Not every borrower is equally likely to pay you back. A bond issued by the UK government and one issued by a struggling retail chain both promise regular payments — but the probability of actually receiving them is very different. Credit ratings exist to quantify this difference, giving investors a shorthand for the risk they're taking on.
Three firms dominate global credit rating: Moody's, Standard & Poor's (S&P), and Fitch. They assess the creditworthiness of bond issuers — governments, companies, municipalities — and assign letter grades.

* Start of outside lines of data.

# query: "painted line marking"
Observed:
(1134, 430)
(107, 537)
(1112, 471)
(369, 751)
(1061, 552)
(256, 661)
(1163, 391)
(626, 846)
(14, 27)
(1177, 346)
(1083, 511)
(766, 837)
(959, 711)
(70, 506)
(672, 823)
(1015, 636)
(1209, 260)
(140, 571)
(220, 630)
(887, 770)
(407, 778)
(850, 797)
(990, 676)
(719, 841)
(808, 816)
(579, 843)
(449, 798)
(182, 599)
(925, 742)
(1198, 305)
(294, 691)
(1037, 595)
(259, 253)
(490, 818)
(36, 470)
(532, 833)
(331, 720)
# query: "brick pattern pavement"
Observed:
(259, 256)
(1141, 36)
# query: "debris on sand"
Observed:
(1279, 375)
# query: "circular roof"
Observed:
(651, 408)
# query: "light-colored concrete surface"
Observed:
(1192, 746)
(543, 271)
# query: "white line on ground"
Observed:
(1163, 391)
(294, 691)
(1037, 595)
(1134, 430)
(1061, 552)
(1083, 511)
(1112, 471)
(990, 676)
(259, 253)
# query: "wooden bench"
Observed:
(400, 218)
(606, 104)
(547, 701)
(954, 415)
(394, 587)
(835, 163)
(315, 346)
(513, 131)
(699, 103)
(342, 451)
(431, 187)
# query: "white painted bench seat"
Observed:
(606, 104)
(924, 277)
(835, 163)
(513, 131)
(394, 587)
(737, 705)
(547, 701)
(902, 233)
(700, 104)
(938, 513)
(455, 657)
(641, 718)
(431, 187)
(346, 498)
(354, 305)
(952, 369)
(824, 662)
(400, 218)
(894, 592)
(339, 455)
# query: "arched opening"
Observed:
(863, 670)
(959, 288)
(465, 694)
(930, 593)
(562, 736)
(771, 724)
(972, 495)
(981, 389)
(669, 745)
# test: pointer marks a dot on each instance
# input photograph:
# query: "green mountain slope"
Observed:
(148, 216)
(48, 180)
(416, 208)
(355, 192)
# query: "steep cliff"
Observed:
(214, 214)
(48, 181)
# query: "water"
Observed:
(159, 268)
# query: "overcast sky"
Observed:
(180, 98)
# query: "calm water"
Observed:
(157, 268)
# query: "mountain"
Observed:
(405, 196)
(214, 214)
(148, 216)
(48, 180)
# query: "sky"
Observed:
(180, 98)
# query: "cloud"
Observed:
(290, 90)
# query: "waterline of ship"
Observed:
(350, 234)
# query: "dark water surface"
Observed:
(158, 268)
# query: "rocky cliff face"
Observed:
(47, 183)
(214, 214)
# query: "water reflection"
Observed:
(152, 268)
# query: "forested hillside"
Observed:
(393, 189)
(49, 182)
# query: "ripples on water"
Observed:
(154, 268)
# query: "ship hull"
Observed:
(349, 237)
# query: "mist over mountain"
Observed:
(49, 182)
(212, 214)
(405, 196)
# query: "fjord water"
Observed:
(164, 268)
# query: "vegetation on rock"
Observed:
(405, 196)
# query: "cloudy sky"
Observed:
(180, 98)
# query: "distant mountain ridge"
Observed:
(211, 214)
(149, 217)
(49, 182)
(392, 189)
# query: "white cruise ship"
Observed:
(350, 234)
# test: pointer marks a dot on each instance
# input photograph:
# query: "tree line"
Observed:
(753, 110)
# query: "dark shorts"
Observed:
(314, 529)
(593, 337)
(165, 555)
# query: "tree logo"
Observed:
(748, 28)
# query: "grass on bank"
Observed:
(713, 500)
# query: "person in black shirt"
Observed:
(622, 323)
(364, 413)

Institutional investors, pension funds, and many funds are legally required to hold only bonds above certain rating thresholds.
| S&P / Fitch | Moody's | Category |
|---|---|---|
| AAA | Aaa | Highest quality — near-zero default risk |
| AA | Aa | Very high quality |
| A | A | High quality — slightly more vulnerable |
| BBB | Baa | Investment grade — adequate protection |
| BB | Ba | Speculative / "junk" — below investment grade |
| B | B | Speculative — significant risk |
| CCC | Caa | Very high risk of default |
| D | C | In default |
The dividing line is BBB-/Baa3. Everything above is investment grade — considered safe enough for pension funds and insurance companies. Everything below is high yield, or colloquially "junk bonds." High yield bonds pay higher coupons to compensate for the extra default risk. The spread between high yield and government bond yields (the "junk spread") is one of the most closely watched gauges of market risk appetite.

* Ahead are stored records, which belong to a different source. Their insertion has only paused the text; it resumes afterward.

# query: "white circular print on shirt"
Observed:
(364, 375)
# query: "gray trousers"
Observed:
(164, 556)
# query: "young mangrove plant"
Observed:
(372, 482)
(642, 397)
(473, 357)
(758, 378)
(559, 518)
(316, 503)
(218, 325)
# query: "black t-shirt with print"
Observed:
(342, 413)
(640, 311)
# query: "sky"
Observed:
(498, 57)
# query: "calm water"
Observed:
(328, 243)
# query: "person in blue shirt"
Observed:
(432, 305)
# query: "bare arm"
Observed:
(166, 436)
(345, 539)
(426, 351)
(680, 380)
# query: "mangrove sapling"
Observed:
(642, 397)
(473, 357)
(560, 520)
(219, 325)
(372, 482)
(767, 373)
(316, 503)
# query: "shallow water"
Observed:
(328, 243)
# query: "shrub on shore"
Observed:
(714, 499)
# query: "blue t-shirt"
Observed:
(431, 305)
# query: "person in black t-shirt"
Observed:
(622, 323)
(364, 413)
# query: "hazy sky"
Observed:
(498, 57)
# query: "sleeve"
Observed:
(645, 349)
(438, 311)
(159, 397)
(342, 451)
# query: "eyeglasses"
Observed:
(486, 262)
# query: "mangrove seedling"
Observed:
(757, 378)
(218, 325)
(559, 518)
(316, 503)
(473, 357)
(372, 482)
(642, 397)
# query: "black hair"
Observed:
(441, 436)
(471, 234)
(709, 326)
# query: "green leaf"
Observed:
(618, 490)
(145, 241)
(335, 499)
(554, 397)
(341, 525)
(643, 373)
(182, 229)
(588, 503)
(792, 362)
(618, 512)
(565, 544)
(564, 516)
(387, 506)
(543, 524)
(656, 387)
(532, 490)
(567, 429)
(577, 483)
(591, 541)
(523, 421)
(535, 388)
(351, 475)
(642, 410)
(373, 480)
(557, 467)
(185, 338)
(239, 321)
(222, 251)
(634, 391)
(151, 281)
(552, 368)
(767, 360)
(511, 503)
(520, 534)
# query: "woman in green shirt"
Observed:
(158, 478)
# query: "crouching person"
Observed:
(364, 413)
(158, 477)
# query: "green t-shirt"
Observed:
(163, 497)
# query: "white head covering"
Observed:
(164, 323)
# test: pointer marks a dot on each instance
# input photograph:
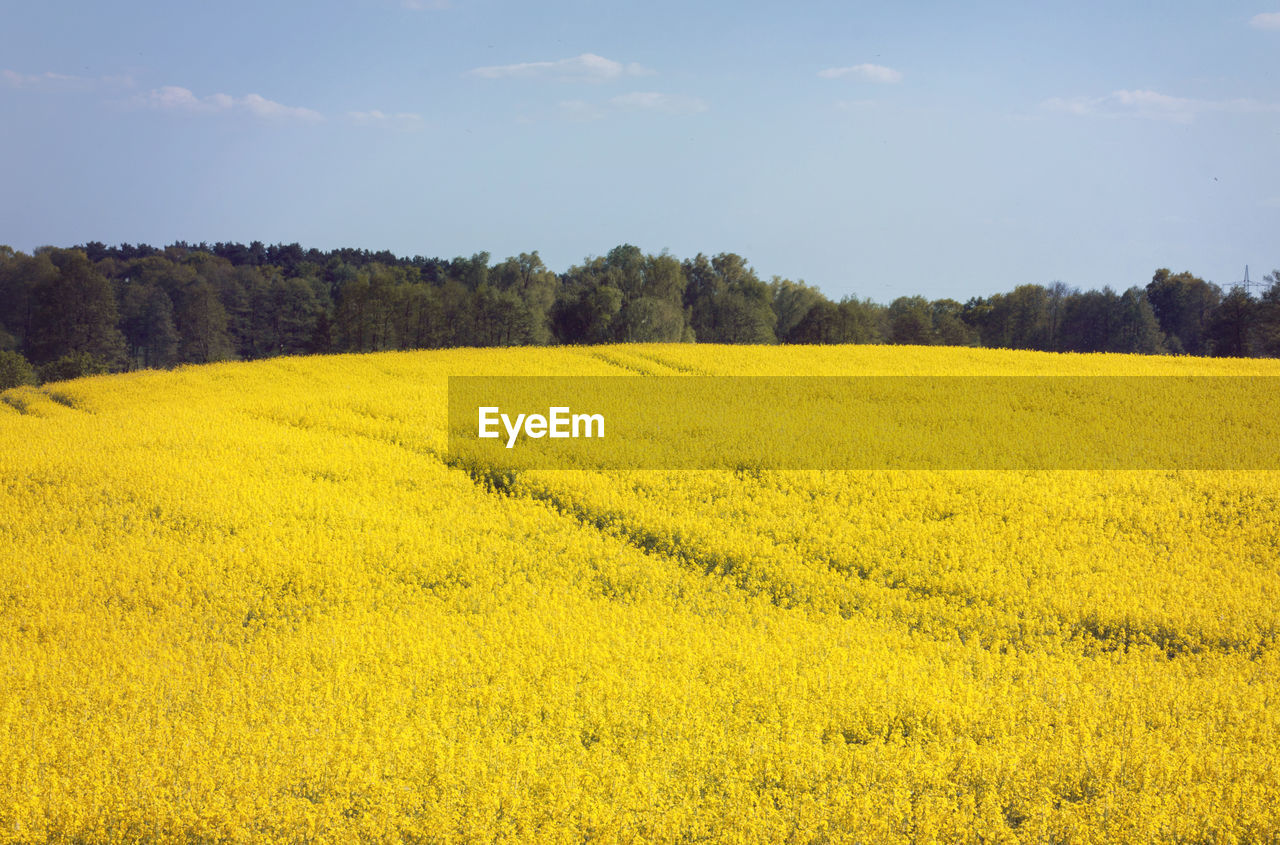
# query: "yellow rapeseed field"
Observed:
(259, 602)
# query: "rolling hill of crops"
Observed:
(259, 602)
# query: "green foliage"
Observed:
(136, 306)
(14, 370)
(73, 366)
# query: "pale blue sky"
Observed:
(873, 149)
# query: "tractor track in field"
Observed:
(1100, 634)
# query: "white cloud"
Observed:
(63, 81)
(375, 118)
(650, 101)
(654, 101)
(1155, 105)
(867, 72)
(178, 99)
(584, 68)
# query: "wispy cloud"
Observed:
(396, 120)
(583, 68)
(1155, 105)
(654, 101)
(865, 72)
(650, 101)
(177, 99)
(62, 81)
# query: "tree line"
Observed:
(95, 309)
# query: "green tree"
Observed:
(910, 320)
(1183, 304)
(1230, 328)
(202, 325)
(14, 370)
(74, 313)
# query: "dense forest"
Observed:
(94, 309)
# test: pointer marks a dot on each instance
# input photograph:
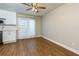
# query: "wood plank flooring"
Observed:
(34, 47)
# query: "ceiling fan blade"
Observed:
(29, 9)
(40, 7)
(26, 4)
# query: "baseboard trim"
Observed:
(6, 42)
(64, 46)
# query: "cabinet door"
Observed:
(9, 35)
(5, 36)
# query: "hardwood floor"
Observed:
(34, 47)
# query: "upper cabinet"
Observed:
(9, 16)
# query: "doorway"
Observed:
(26, 28)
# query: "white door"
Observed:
(26, 28)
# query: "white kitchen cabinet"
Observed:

A downgrade — cutting a rating — immediately raises borrowing costs for the issuer. Funds that can only hold investment-grade bonds must sell if a bond drops to junk ("fallen angel"), creating forced selling that pushes the price down further. A downgrade of a country's sovereign debt can trigger a financial crisis: Argentina, Greece, and Lebanon have all experienced this chain reaction.
An upgrade works in reverse — improving creditworthiness lowers yields, raises bond prices, and can trigger institutional buying.
The ratings agencies' credibility problem: in the 2008 financial crisis, mortgage-backed securities stuffed with near-worthless subprime loans were rated AAA by all three agencies. They failed catastrophically. The structural problem: issuers pay the rating agencies for their ratings — a clear conflict of interest. Ratings are a useful starting point, but sophisticated investors do their own credit analysis rather than outsourcing judgment entirely to agencies.
For UK investors: most retail investors don't buy individual corporate bonds — minimum trade sizes are often £100,000+. The more practical route is high-yield bond ETFs or investment-grade corporate bond ETFs, which give you diversified exposure to credit risk at low cost. iShares and Vanguard offer both in ISA-eligible formats.